Generating Natural Language Proofs with Verifier-Guided Search
Kaiyu Yang | Jia Deng | Danqi Chen
Proceedings of the 2022 Conference on Empirical Methods in Natural Language Processing
Reasoning over natural language is a challenging problem in NLP. In this work, we focus on proof generation: Given a hypothesis and a set of supporting facts, the model generates a proof tree indicating how to derive the hypothesis from supporting facts. Compared to generating the entire proof in one shot, stepwise generation can better exploit the compositionality and generalize to longer proofs but has achieved limited success on real-world data. Existing stepwise methods struggle to generate proof steps that are both logically valid and relevant to the hypothesis. Instead, they tend to hallucinate invalid steps given the hypothesis. In this paper, we present a novel stepwise method, NLProofS (Natural Language Proof Search), which learns to generate relevant steps conditioning on the hypothesis. At the core of our approach, we train an independent verifier to check the validity of the proof steps to prevent hallucination.
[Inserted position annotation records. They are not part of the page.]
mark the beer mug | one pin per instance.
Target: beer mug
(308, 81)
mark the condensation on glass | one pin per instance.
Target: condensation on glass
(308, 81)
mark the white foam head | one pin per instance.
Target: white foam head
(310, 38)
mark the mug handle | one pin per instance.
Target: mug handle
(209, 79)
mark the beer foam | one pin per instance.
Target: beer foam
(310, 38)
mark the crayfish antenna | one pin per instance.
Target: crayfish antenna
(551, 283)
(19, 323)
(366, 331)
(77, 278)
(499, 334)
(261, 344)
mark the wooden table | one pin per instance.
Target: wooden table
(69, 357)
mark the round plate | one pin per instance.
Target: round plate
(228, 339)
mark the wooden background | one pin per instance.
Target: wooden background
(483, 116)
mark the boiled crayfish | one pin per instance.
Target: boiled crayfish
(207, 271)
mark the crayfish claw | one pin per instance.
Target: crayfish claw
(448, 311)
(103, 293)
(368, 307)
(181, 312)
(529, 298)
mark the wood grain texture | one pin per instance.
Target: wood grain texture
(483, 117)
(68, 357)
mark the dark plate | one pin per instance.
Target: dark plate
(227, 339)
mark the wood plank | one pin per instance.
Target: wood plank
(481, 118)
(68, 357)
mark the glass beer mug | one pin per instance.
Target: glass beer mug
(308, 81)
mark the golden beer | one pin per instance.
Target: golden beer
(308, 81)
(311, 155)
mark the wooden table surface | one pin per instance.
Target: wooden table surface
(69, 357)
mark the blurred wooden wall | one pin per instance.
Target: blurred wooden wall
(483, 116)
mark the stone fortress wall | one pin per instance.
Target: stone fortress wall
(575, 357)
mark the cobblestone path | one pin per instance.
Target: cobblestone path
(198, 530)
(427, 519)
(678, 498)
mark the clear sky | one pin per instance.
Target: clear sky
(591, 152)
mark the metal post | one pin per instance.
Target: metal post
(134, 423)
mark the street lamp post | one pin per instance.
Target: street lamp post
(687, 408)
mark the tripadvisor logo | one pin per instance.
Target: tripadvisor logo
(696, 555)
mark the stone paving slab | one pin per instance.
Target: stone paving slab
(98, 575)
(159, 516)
Instead of generating steps greedily, we search for proofs maximizing a global proof score judged by the verifier. NLProofS achieves state-of-the-art performance on EntailmentBank and RuleTaker. Specifically, it improves the correctness of predicted proofs from 27.7% to 33.3% in the distractor setting of EntailmentBank, demonstrating the effectiveness of NLProofS in generating challenging human-authored proofs.